Using the US Census Geocoder in R

R
Statistics
Census
API
Using the US Census batch geocoding service to retrieve coordinates for address lists
Author

Kent Orr

Published

May 23, 2023

The US Census is kind enough to provide their geocoding service to the public. This service allows you to retrieve coordinates for a given postal address and vice versa. For this post we’re going to look at using the batch job endpoint to retrieve coordinates of an address list. I’ll be using the curl package in R, which is essentially the nuts and bolts of the more popular and easier to use httr.

We’ll start by gathering a set of addresses. We’ll use the voter rolls from the Vinton County, Ohio Board of Elections

# Example voter data structure - you would load your actual data here
voters <- data.frame(
  sosidnum = c("12345", "67890", "11111"),
  stnum = c("123", "456", "789"),
  stname = c("Main St", "Oak Ave", "Pine Rd"),
  city = c("Athens", "Nelsonville", "McArthur"),
  zip = c("45701", "45764", "45651"),
  stringsAsFactors = FALSE
)

voters$street = paste(voters$stnum, voters$stname)
voters <- voters[,c("sosidnum", "street", "city", "zip")]
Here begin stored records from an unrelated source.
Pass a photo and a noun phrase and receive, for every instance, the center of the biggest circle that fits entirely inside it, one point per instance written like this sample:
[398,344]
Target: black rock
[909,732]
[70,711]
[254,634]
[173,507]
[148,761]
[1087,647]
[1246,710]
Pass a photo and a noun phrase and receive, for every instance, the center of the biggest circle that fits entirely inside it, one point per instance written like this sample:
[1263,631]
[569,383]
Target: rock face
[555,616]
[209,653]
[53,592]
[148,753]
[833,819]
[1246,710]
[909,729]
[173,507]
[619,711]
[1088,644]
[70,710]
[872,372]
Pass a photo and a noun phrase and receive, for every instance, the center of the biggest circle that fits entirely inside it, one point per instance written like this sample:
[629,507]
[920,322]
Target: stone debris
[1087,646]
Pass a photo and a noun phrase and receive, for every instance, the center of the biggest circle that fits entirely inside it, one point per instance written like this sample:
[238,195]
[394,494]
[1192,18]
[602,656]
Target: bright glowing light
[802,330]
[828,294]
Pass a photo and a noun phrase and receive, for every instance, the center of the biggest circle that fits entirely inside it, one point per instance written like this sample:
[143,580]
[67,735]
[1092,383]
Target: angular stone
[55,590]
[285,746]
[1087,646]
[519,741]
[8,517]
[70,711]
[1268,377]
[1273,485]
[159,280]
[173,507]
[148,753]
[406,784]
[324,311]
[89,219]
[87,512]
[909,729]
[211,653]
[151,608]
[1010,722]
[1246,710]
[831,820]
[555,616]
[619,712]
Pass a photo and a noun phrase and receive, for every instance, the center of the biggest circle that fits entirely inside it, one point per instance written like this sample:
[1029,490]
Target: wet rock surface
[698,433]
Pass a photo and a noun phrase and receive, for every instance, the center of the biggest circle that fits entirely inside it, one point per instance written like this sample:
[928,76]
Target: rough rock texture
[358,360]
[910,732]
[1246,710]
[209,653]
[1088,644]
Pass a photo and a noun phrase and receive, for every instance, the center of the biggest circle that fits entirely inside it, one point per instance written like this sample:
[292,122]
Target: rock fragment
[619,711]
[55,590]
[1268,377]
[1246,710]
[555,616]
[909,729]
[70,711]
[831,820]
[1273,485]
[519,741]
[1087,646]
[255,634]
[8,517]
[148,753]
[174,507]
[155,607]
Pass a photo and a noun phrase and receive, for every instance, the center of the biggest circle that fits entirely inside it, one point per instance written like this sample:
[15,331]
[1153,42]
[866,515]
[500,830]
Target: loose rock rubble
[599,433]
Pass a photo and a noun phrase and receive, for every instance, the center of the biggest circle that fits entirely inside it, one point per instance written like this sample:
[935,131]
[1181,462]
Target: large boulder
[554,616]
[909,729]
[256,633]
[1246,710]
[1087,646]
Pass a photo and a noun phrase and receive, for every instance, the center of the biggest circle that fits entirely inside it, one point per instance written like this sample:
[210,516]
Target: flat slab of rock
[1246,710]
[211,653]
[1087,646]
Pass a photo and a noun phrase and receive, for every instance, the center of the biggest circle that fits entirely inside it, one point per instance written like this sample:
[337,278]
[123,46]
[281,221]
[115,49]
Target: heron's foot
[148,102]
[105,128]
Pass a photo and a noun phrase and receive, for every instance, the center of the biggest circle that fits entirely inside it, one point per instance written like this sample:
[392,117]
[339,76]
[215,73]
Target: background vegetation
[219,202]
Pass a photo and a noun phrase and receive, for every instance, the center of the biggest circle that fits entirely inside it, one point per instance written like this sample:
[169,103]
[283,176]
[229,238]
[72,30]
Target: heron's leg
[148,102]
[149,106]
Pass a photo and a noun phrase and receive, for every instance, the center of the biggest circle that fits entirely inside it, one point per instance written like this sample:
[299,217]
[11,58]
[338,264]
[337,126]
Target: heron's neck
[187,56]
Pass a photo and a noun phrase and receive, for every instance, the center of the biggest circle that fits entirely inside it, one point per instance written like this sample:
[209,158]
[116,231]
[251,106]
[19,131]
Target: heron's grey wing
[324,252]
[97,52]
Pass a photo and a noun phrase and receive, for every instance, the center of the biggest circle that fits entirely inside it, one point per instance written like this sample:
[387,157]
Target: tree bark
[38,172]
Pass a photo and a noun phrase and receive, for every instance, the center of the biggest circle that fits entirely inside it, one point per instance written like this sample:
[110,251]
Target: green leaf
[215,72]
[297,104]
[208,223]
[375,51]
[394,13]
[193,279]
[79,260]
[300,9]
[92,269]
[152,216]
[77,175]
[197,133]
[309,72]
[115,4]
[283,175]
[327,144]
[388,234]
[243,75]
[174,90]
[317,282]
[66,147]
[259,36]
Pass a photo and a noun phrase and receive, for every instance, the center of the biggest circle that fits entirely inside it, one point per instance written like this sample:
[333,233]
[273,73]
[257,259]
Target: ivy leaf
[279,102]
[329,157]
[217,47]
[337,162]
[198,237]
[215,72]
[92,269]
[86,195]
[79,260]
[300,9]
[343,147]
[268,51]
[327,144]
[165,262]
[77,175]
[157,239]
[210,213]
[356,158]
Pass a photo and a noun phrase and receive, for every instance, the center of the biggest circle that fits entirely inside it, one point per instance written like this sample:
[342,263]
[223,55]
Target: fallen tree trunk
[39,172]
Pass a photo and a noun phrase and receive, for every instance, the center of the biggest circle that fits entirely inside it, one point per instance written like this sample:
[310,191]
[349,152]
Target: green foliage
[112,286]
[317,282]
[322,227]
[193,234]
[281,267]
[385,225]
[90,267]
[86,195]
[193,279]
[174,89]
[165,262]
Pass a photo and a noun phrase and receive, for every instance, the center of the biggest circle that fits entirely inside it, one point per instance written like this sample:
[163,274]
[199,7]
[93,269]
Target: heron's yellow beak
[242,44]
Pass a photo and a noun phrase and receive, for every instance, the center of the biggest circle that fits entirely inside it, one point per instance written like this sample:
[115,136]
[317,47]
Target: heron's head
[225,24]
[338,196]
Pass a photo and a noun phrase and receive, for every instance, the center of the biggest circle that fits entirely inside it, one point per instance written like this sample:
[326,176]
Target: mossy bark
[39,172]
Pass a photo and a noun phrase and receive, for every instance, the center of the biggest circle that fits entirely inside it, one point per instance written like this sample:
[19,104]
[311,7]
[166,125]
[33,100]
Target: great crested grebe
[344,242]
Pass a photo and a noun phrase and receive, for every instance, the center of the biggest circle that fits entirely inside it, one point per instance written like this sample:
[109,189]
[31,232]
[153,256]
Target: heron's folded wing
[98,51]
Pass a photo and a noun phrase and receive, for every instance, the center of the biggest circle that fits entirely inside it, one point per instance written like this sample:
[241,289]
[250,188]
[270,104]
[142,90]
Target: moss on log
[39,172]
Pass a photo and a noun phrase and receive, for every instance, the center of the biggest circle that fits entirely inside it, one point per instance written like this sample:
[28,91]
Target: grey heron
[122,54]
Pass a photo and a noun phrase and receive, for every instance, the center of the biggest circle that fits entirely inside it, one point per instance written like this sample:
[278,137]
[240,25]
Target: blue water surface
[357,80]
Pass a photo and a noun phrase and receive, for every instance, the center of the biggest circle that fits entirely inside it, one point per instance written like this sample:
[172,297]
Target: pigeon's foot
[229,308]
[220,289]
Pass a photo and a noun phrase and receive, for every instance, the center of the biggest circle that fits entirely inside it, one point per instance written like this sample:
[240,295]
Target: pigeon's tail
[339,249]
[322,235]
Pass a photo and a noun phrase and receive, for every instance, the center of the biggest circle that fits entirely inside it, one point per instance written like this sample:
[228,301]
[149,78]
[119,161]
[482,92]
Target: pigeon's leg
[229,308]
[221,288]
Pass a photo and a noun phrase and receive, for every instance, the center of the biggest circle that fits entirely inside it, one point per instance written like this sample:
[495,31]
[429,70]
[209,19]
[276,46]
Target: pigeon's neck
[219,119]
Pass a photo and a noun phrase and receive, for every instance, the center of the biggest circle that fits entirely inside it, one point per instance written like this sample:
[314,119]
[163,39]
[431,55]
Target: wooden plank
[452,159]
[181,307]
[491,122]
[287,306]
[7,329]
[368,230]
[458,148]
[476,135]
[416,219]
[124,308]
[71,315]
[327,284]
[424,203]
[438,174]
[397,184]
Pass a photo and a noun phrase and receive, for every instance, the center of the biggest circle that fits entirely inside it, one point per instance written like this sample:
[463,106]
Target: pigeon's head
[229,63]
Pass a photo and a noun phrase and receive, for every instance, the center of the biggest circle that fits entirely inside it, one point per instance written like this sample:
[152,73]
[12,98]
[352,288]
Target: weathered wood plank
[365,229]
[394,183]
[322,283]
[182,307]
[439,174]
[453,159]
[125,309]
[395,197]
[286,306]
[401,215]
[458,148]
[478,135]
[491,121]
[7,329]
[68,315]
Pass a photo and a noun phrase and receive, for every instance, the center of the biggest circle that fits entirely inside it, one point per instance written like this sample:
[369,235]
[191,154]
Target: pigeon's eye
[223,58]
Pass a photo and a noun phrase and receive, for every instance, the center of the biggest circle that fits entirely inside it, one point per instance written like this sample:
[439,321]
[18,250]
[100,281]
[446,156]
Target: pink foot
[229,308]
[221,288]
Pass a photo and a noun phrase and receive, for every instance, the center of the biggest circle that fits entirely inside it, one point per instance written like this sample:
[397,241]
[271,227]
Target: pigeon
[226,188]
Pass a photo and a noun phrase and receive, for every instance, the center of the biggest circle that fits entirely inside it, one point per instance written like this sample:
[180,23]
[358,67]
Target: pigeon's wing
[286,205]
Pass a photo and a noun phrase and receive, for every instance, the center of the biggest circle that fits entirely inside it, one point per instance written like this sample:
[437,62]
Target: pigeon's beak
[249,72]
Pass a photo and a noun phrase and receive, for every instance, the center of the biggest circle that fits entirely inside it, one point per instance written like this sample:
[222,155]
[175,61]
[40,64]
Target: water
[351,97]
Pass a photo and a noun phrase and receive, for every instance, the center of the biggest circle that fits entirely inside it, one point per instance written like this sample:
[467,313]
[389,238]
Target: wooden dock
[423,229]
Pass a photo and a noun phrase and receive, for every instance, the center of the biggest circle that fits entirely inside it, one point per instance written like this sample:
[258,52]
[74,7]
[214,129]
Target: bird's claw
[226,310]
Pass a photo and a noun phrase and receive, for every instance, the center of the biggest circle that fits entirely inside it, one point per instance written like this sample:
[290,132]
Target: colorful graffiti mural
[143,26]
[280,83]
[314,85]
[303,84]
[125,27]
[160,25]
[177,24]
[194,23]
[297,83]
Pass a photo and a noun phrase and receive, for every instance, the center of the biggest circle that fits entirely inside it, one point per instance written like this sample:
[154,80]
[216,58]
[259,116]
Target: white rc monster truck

for (col in c("street", "city")) {
  voters[[col]] <- stringr::str_to_title(voters[[col]])
}

head(voters)

Now that we’ve got some address data, let’s look at our Census API Documentation

Geocoding can be accomplished in batch mode with submission of a .CSV, .TXT, .DAT, .XLS, or .XLSX formatted file. The file needs to be included as part of the HTTP request. The file must be formatted in the following way: Unique ID, Street address, City, State, ZIP If a component is missing from the dataset, it must still retain the delimited format with a null value. Unique ID and Street address are required fields. If there are commas that are part of one of the fields, the whole field needs to be enclosed in quote marks for proper parsing. There is currently an upper limit of 10,000 records per batch file.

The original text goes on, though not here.